AFAIK, that indicates that some thread already has
a spin mutex and then it tries to acquire a sleep mutex.

Looks like kern/kern_clock.c v1.213 (SVN rev 206482)
has a regression in handling ticks wrap-up
w.r.t. it doesn't release a thread mutex, does it?

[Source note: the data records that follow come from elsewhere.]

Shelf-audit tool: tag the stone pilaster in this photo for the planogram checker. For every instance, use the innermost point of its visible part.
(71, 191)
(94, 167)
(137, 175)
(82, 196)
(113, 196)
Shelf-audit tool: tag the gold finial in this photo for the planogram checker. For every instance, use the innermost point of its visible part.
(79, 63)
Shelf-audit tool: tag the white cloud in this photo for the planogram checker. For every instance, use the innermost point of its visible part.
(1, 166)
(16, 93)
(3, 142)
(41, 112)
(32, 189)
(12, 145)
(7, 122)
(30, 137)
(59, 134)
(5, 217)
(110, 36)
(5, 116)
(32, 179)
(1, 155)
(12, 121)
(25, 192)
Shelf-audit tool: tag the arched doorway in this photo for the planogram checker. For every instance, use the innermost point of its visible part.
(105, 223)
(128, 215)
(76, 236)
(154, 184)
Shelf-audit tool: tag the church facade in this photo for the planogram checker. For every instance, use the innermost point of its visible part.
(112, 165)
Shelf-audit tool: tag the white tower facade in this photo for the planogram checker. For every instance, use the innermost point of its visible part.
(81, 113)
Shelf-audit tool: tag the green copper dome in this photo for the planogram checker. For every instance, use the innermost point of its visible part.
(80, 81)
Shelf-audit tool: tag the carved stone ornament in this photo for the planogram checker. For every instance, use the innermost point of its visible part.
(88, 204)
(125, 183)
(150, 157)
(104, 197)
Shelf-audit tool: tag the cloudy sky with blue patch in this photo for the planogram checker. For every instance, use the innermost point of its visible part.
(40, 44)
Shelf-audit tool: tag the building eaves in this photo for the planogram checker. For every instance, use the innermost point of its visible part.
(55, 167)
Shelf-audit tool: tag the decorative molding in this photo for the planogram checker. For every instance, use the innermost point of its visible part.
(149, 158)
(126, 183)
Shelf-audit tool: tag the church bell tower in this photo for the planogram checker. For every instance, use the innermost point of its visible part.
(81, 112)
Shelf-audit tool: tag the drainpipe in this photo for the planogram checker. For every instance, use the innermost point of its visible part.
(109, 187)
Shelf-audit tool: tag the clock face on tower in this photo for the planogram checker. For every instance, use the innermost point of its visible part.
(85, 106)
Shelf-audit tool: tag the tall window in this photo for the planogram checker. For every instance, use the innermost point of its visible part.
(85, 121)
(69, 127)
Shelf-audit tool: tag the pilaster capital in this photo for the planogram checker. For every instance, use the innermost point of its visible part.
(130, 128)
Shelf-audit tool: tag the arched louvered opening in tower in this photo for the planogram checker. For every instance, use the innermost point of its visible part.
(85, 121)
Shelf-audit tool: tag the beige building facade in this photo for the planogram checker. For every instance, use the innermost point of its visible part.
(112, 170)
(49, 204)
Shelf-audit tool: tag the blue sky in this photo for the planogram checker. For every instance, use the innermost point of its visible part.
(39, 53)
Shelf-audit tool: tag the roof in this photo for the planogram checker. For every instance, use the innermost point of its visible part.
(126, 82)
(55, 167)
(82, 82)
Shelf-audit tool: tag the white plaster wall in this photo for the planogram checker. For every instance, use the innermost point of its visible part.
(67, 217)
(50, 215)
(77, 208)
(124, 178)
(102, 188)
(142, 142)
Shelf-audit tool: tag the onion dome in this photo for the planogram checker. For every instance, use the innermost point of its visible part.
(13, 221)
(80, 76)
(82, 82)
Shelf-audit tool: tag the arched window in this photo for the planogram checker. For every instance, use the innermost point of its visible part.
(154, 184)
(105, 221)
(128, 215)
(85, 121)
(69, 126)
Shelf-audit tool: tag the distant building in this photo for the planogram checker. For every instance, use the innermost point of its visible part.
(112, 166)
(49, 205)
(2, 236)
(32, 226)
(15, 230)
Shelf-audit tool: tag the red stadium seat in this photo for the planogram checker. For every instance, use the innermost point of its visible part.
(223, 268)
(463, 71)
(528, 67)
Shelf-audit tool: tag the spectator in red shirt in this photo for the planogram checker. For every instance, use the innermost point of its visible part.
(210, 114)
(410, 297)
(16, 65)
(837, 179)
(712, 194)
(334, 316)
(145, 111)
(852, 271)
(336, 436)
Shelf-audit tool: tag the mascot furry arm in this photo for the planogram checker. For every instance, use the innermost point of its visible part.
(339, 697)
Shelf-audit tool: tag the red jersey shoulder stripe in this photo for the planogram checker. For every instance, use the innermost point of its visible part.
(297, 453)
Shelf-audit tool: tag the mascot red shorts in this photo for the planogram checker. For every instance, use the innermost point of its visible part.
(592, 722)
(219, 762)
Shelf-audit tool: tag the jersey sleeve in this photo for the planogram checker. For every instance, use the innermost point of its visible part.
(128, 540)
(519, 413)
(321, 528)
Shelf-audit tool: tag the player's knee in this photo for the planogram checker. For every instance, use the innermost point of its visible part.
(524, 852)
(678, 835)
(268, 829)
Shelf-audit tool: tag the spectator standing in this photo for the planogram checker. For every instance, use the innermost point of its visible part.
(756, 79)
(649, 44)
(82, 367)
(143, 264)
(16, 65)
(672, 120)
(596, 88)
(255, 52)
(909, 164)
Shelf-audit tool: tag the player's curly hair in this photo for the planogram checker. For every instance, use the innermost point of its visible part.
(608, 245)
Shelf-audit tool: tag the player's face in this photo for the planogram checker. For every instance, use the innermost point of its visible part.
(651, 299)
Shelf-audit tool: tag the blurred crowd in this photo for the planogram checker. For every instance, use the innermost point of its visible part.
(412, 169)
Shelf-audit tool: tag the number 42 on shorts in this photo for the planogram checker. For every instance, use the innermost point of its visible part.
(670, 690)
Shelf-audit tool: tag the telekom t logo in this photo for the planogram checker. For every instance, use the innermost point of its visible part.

This looks like a correct analysis to me.

From subr_witness.c:
1062:                 * Since spin locks include a critical section, this
1063:                 * implicitly enforces a lock order of all sleep
locks before
1064:                 * all spin locks.
1065:                 */
1066:                if (td->td_critnest != 0 && !kdb_active)
1067:                        panic("blockable sleep lock (%s) %s @ %s:%d",
1068:                            class->lc_name, lock->lo_name, file, line);

From kern_clock.c, v1.213 (in several places, while holding a thread lock):
+                                     /* Handle ticks wrap-up. */
+                                     if (ticks < td->td_blktick)
+                                             continue;

Should not it be like the next:
+                                     /* Handle ticks wrap-up. */
+                                     if (ticks < td->td_blktick) {
+                                             thread_unlock(td);
+                                             continue;
+                                     }

The precondition idea to reproduce it is to lock a subject thread
in some deadlkres callout, handle re-wrap condition, then try
to lock a process to witch the thread belongs in (n+m)'th deadlkres
callout, or in different context.

Thanks, that may be fixed in r209577.